I have installed and tested xapian/omega 1.02. I am using the omega.cgi for searches and have indexed 1000+ plain text files using omindex. Fantastic! Thanks, I am able to quickly and sensibly order these documents by text criteria. These text files contain various numbers of dates in the form of YYYY, mostly in free-text rather than formatted fields. I was hoping to be able to use the cgi to limit searches of these documents by date/number ranges e.g. "catalogue 1890..1910", but I not getting what I expected. Using godmode to inspect the indexing, only the 'file date modified' is stored as Y2007, fair enough, the text is not in the YYYYMMDD format, but none of the other numbers are stored as values either.
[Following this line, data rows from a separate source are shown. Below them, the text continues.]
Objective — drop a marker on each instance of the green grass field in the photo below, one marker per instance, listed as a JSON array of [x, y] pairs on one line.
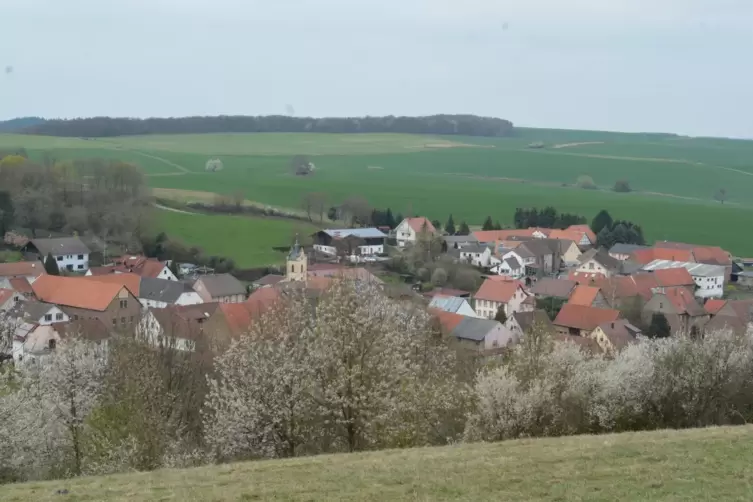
[[701, 464], [248, 241], [674, 178]]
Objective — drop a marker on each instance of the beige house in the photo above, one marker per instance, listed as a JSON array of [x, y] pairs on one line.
[[614, 336], [495, 294], [597, 261], [221, 288], [296, 266]]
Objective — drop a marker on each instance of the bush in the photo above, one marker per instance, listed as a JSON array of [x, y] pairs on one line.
[[439, 277], [622, 186], [652, 384], [586, 182]]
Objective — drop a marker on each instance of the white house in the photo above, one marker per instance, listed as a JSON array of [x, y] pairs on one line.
[[408, 230], [478, 255], [597, 261], [29, 270], [70, 253], [159, 293], [453, 304], [493, 294], [510, 267], [364, 241], [709, 279]]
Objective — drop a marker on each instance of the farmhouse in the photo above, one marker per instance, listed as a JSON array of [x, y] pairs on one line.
[[680, 308], [222, 288], [453, 304], [350, 241], [614, 336], [579, 320], [472, 332], [81, 298], [623, 252], [493, 295], [28, 270], [408, 230], [70, 253], [159, 293], [709, 279], [139, 265]]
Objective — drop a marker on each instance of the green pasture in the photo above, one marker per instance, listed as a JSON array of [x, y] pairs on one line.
[[674, 178]]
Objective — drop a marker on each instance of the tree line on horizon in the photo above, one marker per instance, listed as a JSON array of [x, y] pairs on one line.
[[94, 127]]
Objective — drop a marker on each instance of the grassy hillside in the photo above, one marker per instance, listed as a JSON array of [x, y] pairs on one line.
[[249, 241], [702, 464], [674, 178]]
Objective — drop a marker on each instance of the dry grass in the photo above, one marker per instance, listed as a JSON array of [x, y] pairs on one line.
[[704, 464]]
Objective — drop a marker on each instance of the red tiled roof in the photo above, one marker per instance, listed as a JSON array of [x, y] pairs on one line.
[[583, 295], [132, 282], [21, 285], [646, 256], [448, 320], [238, 317], [714, 306], [501, 235], [582, 317], [5, 295], [417, 224], [22, 269], [76, 292], [684, 301], [497, 291], [674, 277]]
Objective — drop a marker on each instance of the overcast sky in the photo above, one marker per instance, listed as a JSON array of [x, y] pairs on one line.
[[682, 66]]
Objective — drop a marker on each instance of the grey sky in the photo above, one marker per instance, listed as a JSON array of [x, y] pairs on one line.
[[634, 65]]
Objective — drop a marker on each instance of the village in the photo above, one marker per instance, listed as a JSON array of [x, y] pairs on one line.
[[556, 280]]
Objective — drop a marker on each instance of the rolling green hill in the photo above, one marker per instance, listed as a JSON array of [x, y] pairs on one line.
[[674, 178], [700, 464]]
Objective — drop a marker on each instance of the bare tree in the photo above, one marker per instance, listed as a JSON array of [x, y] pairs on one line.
[[721, 195]]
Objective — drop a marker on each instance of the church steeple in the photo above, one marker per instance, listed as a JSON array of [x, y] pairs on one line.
[[297, 263]]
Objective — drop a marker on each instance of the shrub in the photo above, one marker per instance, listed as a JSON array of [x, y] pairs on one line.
[[586, 182], [622, 186], [652, 384]]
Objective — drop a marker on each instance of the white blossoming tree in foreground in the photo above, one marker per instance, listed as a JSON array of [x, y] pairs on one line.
[[351, 370]]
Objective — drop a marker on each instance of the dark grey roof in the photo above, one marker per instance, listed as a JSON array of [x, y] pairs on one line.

In fact the document values all appear to contain garbage e.g. Document Values Value# Value 0 F?? 1 X?s?1??z ,:;??* The various years are picked out as plain terms, but I do not seem to be able to do number range searches. I have scoured the documentation and mailing lists and have now confused myself. Can you help me with 2 questions: 1) Should the omega cgi interface support number range searches with/without additional configuration? 2) From my outline does it appear that omindex has indexed my documents as expected - with particular reference to the document values?
Richard Boulton
2007-Jul-24 04:58 UTC
[Xapian-discuss] omega number range searches - query
Eike wrote:> These text files contain various numbers of dates in the form of YYYY, mostly in > free-text rather than formatted fields. I was hoping to be able to use the cgi > to limit searches of these documents by date/number ranges e.g. "catalogue > 1890..1910", but I not getting what I expected. > > Using godmode to inspect the indexing, only the 'file date modified' is stored > as Y2007, fair enough, the text is not in the YYYYMMDD format, but none of the > other numbers are stored as values either. In fact the document values all > appear to contain garbage e.g. > > Document Values > Value# Value > 0 F?? > 1 X?s?1??z,:;??*> > The various years are picked out as plain terms, but I do not seem to be able to > do number range searches. I have scoured the documentation and mailing lists and > have now confused myself. > > Can you help me with 2 questions: > 1) Should the omega cgi interface support number range searches with/without > additional configuration?If you use omindex, only the last modified date is stored. It _should_ be possible to do a date range search using this value, by setting the START and END cgi parameters. I don't believe sorting or range restriction is possible currently with any other numeric value.> 2) From my outline does it appear that omindex has indexed my documents as > expected - with particular reference to the document values?Yes - those two values look vaguely plausible: value 0 is the last_mod timestamp, as a 4 byte integer (ie, binary data, not ascii; hence the odd characters). value 1 is an MD5 sum of the document, again as binary data, not ascii.